The shift channel becomes meandering as shown by the arrow.

In this Fig. 4, when one discharge spot is shifted in the row direction, A, B, C,...F, A, B
This results in a shift over one discharge point. This means that for bus lines X1 to X3, X1, X2,
One busbar is selected in the order of 3, X2, X1, X2, ..., and for busbars Y1 to Y3, Y1,
This is because one bus line is selected in the order of Y2, Y1, Y2, . . . . Such a discharge spot driving method is hereinafter referred to as a single cell scanning method.

On the other hand, there is a method in which discharge spots are generated at a plurality of adjacent discharge points and shifted.
That is, if the bus lines to which the shift pulse Vsh is applied are shown as a set, (X1, X2, X3, Y1), (X3, Y
1, Y2), (X1, X2, X3, Y2), (X1,
By repeating Y1, Y2), the discharge point (A, B,
The discharge spot is shifted by repeating the sets C), (C, D), (D, E, F), and (F, A). This is 1
Since the electrodes are shared by individual discharge spots, this method is hereinafter referred to as a shared electrode scanning method.

Such a shared electrode scanning method can be similarly applied in the case of column direction shift, and any scanning method can be applied to the present invention.

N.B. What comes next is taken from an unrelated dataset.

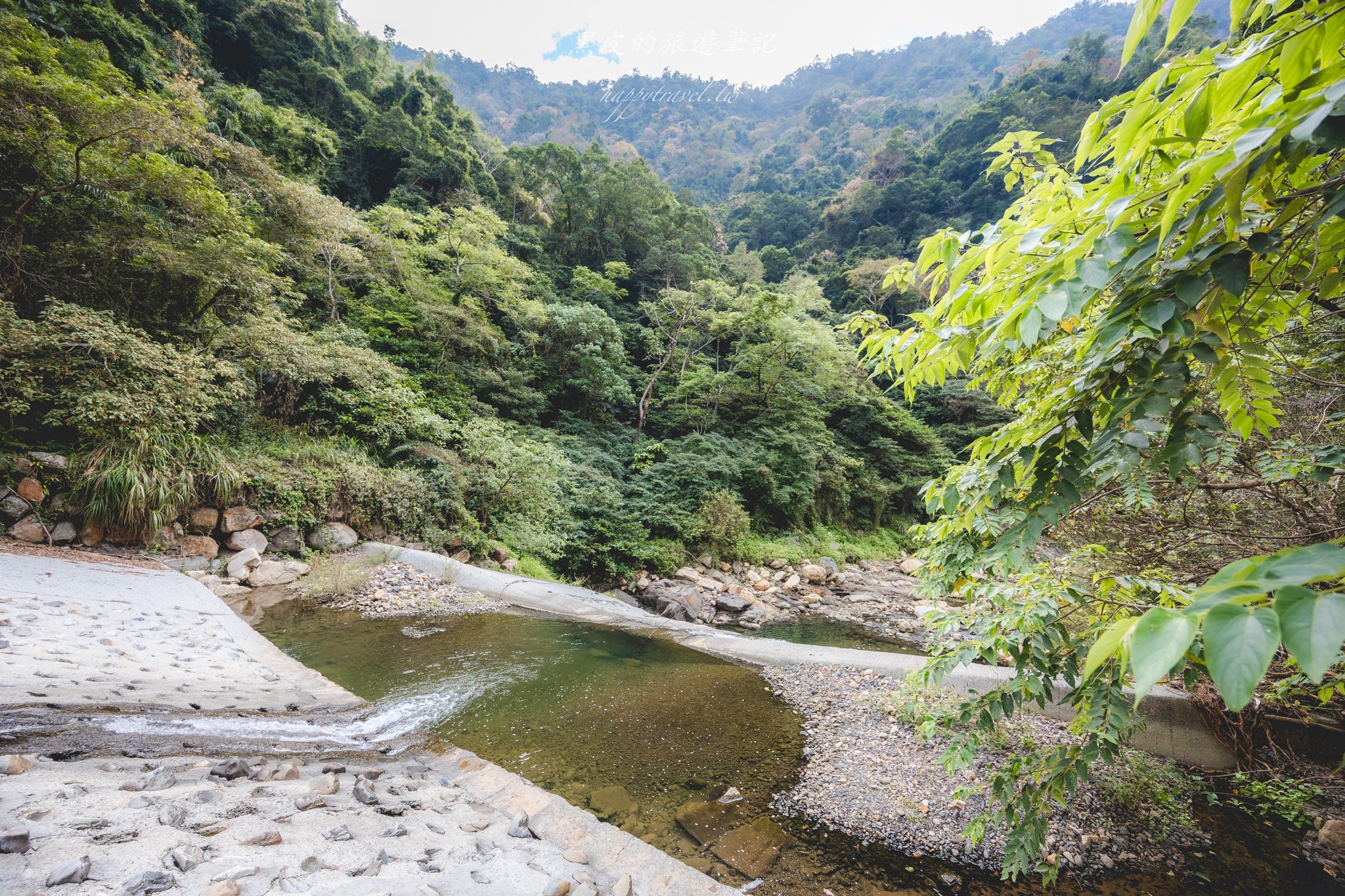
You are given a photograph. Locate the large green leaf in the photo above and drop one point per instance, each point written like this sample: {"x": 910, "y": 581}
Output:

When the write row is shifted in the row direction using the single cell scanning method, the display row is shifted by the bus line Y.
1, Y2, and when the bus line Y1 is selected, the selection order of the bus lines X1 to X3 is X1, X2, X3, X2, X1, X as described above.
2,..., so the discharge spots are A, B,
The discharge points of C, B, A, B, . . . are shifted back and forth. In other words, the content already written in the display line is retained while swaying, so
Hereinafter, this will be referred to as the sway method.

Also in the shared electrode scanning method, when a shift operation is performed in the write row, only one of the bus lines Y1 and Y2 is selected in the display row as described above.
The bus lines X1 to X3 are (X1, X2, X3), (X
3), (X1, X2, X3), (X1), (X1,
2, X3), so when bus line Y3 is selected, the discharge spot is (A,
B, C), (C), (A, B, C), (A), (A, B, C)
Since the discharge occurs at the discharge point, the display contents are retained in the display row by the sway method.

As mentioned above, one bus line X1 to X3 is common to the write row and the display row, and the other bus line Y1 to Y3 is provided separately for the write row and the display row, thereby achieving the single cell scanning method. In the shift operation of the write row by either the shared electrode scanning method or the shared electrode scanning method, the written contents can be held and displayed in the write row by the sway method.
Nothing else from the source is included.